Unlike many other fish you may have in your aquarium that requires one male to a few females, Emerald Green Corydorus are different. You need 3 males to one female ratio in your tank. To get them ready to spawn you need to feed your Cories blackworms and/or bloodworms for several days to prepare them. After a few days you need to lower the water in the tank and add enough cold water to drop the temperature in your tank several degrees to imitate rain in the Amazon. You will notice when a male and a female pair up. The male will be a shadow to the female going everywhere that she goes. Once the female is full of eggs, you will eventually notice them on the bottom of the tank in a T position or the will be laying side by side. The female will drop about 12 eggs and then adamantly bump around the males anal fin to get him to release sperm to fertilize the eggs. Once the eggs are fertilized, the female will gather up her eggs and deposit them one by one on my surfaces and objects in the tank. She will go back to the male and continue this process until she has laid all of her eggs which could very well be in the 1,000’s. In order for all of this to happen though, your Cories must be comfortable and happy in the tank. This means that you are not changing the décor around, they have a soft substrate, caves to hide in and plants.
If you can successfully get your Emerald Green Cory Cats to lay eggs, don’t get too excited and start counting them before they hatch. Cory eggs are very prone to fungus which means that they will not hatch. If one egg gets fungus and is not removed it will spread to the other eggs and possibly destroying the entire batch. Once the eggs are laid, it is best to use an anit-fungus additive to the tank to help prevent the eggs getting fungus. Because your Cories are scaleless you need to pay close attention to what medications you are adding to your tank. Pimafix and Melafix are safe to add to your tank but medications with Permanganate or Copper based medications are not safe to add to your tank. You can leave the eggs in the tank if you would like, just be cautious of your Cories and the other fish in your tank. As long as your Emerald Green Corydorus are well fed, they usually pose no threat to the eggs.
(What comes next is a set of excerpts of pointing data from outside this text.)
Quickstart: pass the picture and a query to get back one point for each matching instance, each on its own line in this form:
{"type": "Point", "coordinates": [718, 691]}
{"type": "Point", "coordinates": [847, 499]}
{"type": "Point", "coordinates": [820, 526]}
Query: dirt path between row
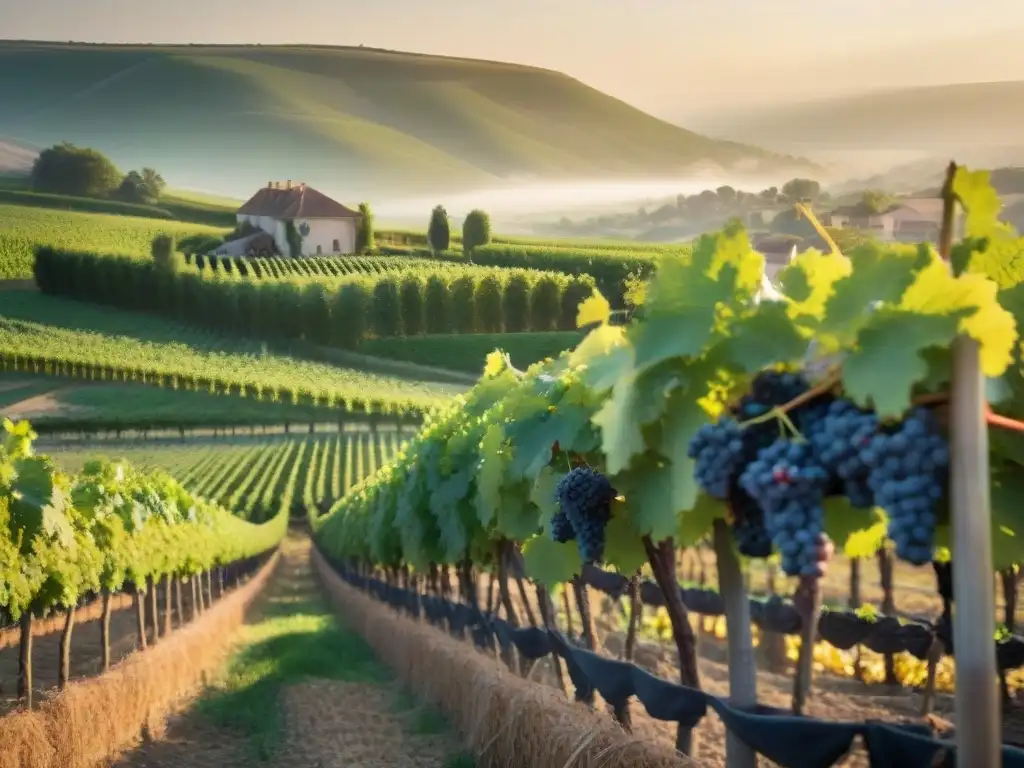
{"type": "Point", "coordinates": [47, 403]}
{"type": "Point", "coordinates": [301, 691]}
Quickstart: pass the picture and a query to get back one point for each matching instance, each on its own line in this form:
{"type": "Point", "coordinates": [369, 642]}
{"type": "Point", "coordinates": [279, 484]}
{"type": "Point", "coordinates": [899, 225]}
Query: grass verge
{"type": "Point", "coordinates": [297, 638]}
{"type": "Point", "coordinates": [468, 352]}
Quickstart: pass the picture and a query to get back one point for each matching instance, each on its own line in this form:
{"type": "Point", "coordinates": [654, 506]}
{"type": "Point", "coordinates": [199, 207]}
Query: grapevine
{"type": "Point", "coordinates": [585, 499]}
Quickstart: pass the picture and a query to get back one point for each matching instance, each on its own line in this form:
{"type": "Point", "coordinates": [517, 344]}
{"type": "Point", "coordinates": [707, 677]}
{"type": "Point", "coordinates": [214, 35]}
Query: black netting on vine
{"type": "Point", "coordinates": [842, 629]}
{"type": "Point", "coordinates": [790, 740]}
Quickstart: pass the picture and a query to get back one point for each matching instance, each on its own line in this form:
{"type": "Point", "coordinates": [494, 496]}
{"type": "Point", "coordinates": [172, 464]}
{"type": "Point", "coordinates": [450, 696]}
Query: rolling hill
{"type": "Point", "coordinates": [980, 117]}
{"type": "Point", "coordinates": [343, 119]}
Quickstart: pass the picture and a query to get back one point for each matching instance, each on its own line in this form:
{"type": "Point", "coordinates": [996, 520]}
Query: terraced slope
{"type": "Point", "coordinates": [357, 118]}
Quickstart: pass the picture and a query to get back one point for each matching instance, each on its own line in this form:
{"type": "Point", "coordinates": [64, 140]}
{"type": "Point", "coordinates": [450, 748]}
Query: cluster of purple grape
{"type": "Point", "coordinates": [585, 498]}
{"type": "Point", "coordinates": [776, 486]}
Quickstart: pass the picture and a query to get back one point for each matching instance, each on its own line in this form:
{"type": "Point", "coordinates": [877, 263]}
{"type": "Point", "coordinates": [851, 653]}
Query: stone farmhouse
{"type": "Point", "coordinates": [910, 220]}
{"type": "Point", "coordinates": [325, 225]}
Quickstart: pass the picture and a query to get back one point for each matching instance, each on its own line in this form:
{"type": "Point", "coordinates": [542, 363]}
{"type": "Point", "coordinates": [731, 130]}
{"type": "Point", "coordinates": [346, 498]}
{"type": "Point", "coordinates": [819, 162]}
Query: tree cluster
{"type": "Point", "coordinates": [79, 171]}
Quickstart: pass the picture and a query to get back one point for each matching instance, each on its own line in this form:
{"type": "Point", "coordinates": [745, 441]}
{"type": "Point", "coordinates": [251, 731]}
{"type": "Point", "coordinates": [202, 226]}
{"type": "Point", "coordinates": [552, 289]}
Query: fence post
{"type": "Point", "coordinates": [979, 720]}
However, if you have a fish such as a Guppy that eats it’s own fry while giving birth, your Cory eggs may very well be in danger.
Emerald Green Cory eggs will hatch in about 3-5 days later. Initially your new baby Cories will feed on protozoan organisms. After a few days they will eat newly hatched baby brine shrimp or fry food. Once again, depending on the fish you have in your tank will depend on if the newly hatched Cories will be eaten or not. Hopefully you can be one of the aquarist with success breeding and hatching baby Cories.